Juno Probe Enters Jupiter’s Orbit Capping 5-Year-Long NASA Mission
News| | By Jason Owen
As the message appeared onscreen, the team at mission control at NASA’s Jet Propulsion Laboratory in Pasadena, California hugged and cheered, according to CNN. “NASA did it again,” said Scott Bolton, Juno principal investigator. “We’re there, we’re in orbit. We conquered Jupiter.” In order to enter Jupiter’s orbit, NASA effectively slammed on the brakes of the Juno spacecraft by performing a 35-minute burn of its engines to slow the probe down to 1,212 miles per hour. “After a 1.7 billion mile journey, we hit our burn targets within one second, on a target that was just tens of kilometers large,” said Juno project manager Rick Nybakken. “That’s how well the Juno spacecraft performed tonight.” But entering Jupiter’s orbit was just phase one of Juno’s lengthy mission, which started on Aug. 5, 2011 when it was launched from Cape Canaveral. Now, the spacecraft will spend the next 20 months orbiting the planet 37 times in total, at times getting as close as just 2,600 miles above the planet’s swirling dense clouds.
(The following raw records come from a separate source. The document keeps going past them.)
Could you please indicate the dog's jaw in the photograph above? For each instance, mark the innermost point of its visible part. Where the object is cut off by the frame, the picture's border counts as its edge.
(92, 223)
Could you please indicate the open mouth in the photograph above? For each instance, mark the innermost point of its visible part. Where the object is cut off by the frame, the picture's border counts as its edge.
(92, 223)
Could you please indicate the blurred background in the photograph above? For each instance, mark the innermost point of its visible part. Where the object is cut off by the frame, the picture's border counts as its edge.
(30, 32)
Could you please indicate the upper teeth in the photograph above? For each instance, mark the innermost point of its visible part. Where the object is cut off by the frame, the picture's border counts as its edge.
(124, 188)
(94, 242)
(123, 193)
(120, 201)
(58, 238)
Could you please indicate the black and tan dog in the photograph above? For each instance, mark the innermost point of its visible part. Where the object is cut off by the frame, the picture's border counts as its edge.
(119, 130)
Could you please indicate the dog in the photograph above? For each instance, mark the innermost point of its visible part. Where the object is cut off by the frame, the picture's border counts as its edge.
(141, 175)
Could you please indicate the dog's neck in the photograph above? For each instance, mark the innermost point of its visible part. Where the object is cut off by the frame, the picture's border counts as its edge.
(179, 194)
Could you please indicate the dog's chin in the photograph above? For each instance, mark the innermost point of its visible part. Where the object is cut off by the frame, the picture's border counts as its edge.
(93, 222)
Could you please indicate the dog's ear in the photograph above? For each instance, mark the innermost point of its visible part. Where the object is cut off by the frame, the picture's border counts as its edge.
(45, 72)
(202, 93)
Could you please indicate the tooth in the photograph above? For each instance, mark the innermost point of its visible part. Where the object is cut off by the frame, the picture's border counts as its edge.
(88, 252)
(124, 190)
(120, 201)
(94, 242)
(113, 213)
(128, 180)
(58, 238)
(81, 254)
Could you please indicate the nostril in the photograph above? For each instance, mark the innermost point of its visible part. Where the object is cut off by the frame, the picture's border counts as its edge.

Studying what’s beneath those clouds is part of Juno’s primary mission. Scientists hope the probe will offer clues to Jupiter’s atmosphere, along with revealing how dense the planet really is and if it has a solid core. Juno will also study Jupiter’s famous “Red Eye,” the huge storm larger than Earth that has swirled across the planet’s surface for hundreds of years. Researchers believe Jupiter was the first planet formed in our solar system and that its origins can provide clues to the beginning of the universe as well as the evolution of our planet. Juno will finish its mission on Feb. 20, 2018 when it will take its final measurements as it enters Jupiter’s atmosphere and crashes into the planet.